By comparing the topology optimization structure of small-size binary phononic crystal simple thin-plates with traditional plate shapes, columns, and multi-component or large-size complex phononic crystal plate topology optimization structures, it is shown that small-size binary simple thin-plate structures can achieve the maximum relative bandwidth within different specified frequency ranges, and the low-frequency sound insulation frequency band can be as low as 34 Hz. Modal analysis of the structural vibration modes reveals that the low-frequency bandgap characteristics of the small-sized phononic crystal thin-plate structures conform to the localized resonance mechanism. Furthermore, the parameters of the constituent materials and the filling positions of the scatterers in the thin-plate structure have varying degrees of influence on the starting and ending positions and sizes of the bandgaps.
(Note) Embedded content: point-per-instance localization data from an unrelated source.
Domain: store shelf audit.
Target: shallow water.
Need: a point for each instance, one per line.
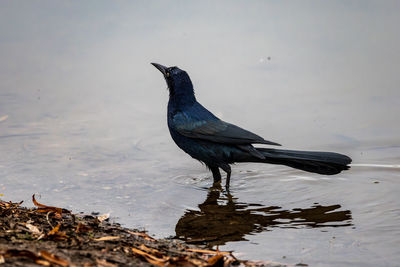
(82, 121)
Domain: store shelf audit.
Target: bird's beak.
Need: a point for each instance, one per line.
(161, 68)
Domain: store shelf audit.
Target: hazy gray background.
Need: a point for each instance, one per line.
(83, 113)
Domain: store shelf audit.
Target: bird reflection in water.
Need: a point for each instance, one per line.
(222, 218)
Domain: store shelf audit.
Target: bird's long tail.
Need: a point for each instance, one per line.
(328, 163)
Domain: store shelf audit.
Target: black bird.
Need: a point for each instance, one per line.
(217, 143)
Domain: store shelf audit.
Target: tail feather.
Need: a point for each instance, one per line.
(327, 163)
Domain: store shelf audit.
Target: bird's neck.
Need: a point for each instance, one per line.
(182, 94)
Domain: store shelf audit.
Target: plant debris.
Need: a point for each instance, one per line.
(52, 236)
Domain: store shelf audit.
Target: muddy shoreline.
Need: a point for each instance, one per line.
(52, 236)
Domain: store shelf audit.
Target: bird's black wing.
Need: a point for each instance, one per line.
(216, 130)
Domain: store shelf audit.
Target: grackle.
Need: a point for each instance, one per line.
(217, 143)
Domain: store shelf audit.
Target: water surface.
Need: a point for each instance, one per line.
(83, 120)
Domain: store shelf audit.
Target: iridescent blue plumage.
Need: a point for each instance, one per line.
(216, 143)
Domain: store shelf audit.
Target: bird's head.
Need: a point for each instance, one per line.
(179, 84)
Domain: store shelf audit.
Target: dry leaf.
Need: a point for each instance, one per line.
(103, 217)
(56, 234)
(207, 251)
(105, 263)
(149, 256)
(33, 229)
(43, 262)
(144, 235)
(106, 238)
(215, 260)
(45, 208)
(151, 250)
(53, 258)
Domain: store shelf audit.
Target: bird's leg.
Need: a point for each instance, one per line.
(216, 174)
(228, 171)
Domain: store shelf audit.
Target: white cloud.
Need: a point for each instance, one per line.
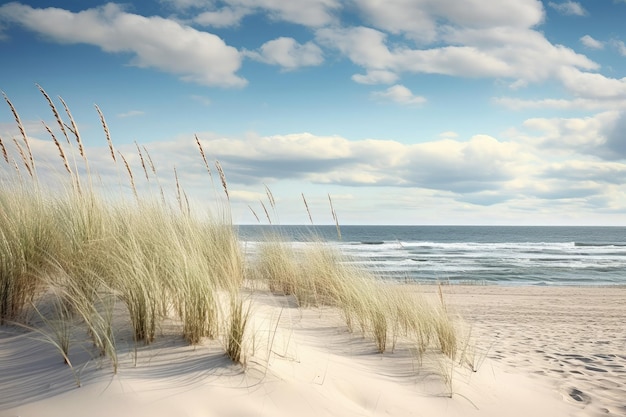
(205, 101)
(561, 104)
(186, 4)
(588, 137)
(224, 17)
(594, 86)
(154, 42)
(569, 8)
(375, 77)
(592, 43)
(131, 113)
(522, 55)
(399, 94)
(288, 53)
(313, 13)
(424, 20)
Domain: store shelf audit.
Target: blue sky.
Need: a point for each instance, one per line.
(404, 111)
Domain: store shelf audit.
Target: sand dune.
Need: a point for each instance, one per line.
(542, 352)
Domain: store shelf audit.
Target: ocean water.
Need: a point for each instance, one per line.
(507, 255)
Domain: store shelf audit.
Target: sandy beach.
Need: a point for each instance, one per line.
(542, 351)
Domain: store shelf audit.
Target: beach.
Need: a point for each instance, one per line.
(538, 350)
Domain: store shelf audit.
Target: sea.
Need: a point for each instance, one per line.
(502, 255)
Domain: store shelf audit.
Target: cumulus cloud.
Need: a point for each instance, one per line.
(313, 13)
(154, 42)
(616, 136)
(598, 136)
(591, 43)
(569, 8)
(398, 94)
(288, 53)
(499, 52)
(514, 103)
(375, 77)
(419, 19)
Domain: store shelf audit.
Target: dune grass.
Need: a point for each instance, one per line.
(86, 256)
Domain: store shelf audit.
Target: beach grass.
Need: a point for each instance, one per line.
(83, 254)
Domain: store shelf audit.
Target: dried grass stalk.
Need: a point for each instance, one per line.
(55, 113)
(130, 174)
(30, 162)
(60, 148)
(143, 163)
(220, 171)
(5, 154)
(307, 209)
(74, 130)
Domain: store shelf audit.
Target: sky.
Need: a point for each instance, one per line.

The research results of this work enrich the understanding of how to utilize algorithmic optimization design for phononic crystal structures within the desired frequency range. Experimental validations will be carried out in the subsequent work. We are in the process of building up our laboratory and will try to perform as many experiments as possible to further support our research in subsequent work. Future work provides an algorithmic design approach for the topological optimization of low-frequency bandgap characteristics in thin plate structures. Moreover, the topologically optimized two-component thin-plate structures have the advantages of simplicity and ease of processing. They can be applied in areas such as highway noise barriers or railway noise control, offering new possibilities for low-frequency and even ultra-low-frequency vibration damping and noise reduction in engineering and mechanical applications.